Father George Rutler of Our Savior with words for our time:
The middle of Lent, marked as Laetare Sunday, points to the Heavenly Jerusalem as the goal of all living. This is not escapism, any more than a lighthouse on a far coast is a distraction. The fullest life is one lived in knowledge that mortal life leads to eternal life. The alternative to this truth is utopianism, the attempt to create an earthly paradise. It is the delusion of both the watered-down kind of religion called "Modernism" and the controlling kind of politics called "Statism."
As Modernism, in its denial of a supernatural perspective, is a contradiction of religious truth, religious denominations that teach only vague precepts about earthly happiness dwindle quickly. Reliable statistics for last year indicate that the more a religious sect embraces the materialistic trends of a secular culture, the more it fades. While denominations with firm counter-cultural beliefs, however inadequate they may be, grew (Southern Baptists: +0.22%; Mormons: +1.56%; Jehovah’s Witnesses: +2.25%), the once popular "mainline" denominations are melting from the scene (United Methodists: –1%; Presbyterian Church: –2.36%; Episcopalians: –4.15%). The Catholic Church, which is not a denomination but rather the rock from which denominations are chipped, increased 0.88%, or about 640,000, and these figures, including priestly vocations, are highest where doctrine is clearest.
It is characteristic of Modernism that it engages platitudes about the human condition. Our Lord warned against the allurements of this: "There shall arise false Christs, and false prophets, and shall show great signs and wonders; so much that, if it were possible, they shall deceive even the elect" (Matt. 24:24).
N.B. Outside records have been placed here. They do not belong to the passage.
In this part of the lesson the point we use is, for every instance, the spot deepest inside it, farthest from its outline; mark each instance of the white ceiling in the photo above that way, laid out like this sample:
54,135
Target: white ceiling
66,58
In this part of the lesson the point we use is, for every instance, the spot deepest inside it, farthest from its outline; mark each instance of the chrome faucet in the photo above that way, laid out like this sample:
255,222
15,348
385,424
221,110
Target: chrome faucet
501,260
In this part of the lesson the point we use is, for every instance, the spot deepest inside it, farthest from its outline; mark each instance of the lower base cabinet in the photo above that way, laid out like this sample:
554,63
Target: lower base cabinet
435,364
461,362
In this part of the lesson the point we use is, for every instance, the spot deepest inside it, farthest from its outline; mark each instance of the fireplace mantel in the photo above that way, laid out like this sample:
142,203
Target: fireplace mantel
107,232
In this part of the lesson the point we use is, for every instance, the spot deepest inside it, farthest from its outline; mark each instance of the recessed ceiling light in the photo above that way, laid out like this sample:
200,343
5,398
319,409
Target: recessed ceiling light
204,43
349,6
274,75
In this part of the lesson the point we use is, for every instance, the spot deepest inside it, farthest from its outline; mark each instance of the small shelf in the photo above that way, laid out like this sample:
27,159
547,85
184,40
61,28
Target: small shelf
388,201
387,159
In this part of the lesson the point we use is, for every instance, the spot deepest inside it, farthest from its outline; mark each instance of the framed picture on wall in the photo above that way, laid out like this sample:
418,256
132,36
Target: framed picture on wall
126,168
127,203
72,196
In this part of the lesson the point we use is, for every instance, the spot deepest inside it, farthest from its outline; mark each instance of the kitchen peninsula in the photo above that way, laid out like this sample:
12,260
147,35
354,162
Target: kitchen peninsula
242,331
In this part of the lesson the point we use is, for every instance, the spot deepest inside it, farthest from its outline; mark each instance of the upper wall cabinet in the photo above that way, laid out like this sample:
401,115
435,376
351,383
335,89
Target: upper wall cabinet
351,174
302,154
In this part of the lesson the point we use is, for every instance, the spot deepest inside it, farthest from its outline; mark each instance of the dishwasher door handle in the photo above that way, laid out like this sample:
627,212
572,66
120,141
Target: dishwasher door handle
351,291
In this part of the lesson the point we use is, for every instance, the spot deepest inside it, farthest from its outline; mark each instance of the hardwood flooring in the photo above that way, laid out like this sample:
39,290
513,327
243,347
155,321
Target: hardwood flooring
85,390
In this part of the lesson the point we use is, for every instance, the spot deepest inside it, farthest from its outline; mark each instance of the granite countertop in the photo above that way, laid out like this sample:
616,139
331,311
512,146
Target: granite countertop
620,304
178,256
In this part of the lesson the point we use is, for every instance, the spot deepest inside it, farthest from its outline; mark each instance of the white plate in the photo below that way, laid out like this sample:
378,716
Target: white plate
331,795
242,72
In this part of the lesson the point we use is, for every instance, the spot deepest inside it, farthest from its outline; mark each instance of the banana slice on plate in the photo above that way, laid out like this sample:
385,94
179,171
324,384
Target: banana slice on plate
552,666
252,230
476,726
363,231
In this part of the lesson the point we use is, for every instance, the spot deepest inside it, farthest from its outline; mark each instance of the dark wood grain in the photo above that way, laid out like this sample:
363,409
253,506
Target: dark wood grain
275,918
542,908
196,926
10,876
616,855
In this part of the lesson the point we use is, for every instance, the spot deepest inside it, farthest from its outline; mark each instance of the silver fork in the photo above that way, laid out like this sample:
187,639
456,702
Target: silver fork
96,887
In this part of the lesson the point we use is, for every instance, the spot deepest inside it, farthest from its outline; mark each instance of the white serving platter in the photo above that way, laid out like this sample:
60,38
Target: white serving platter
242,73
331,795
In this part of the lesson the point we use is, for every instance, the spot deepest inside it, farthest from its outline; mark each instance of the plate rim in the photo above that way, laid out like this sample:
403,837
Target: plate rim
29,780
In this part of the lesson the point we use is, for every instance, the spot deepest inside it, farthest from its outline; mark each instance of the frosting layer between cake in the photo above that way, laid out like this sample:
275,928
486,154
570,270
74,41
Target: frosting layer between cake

The true Christ never uttered platitudes. His words cut liars and consoled the innocent.
As with Modernism in religion, so does Statism in politics tend to be platitudinous, with what Chesterton called "easy speeches that comfort cruel men." Statism is the veneration of the secular government as the primary agent of human happiness. It removes faith and hope and love from their focus on God and reduces them to exclusively civil virtues. The language has emotional appeal, and can even foment hysteria, but it soon collapses, though its human toll is painful to count.
The twentieth century was littered with disasters caused by substituting illusions for the Heavenly Jerusalem. "But seek first the kingdom of God, and his righteousness; and all these things shall be added unto you" (Matt. 6:23). Unless human enterprises keep an eye on the ultimate goal of Heaven ("sub specie aeternitatis"), faith in progress is superstition, hope for the future is fantasy, and love of the good things of life is delusion. To fear nothing but the loss of Heaven is to activate the highest human virtues. To fear nothing but the loss of earthly life is to reduce all emotion to one mood, which fluctuates between mere neurosis and blatant despair, and that mood is terror.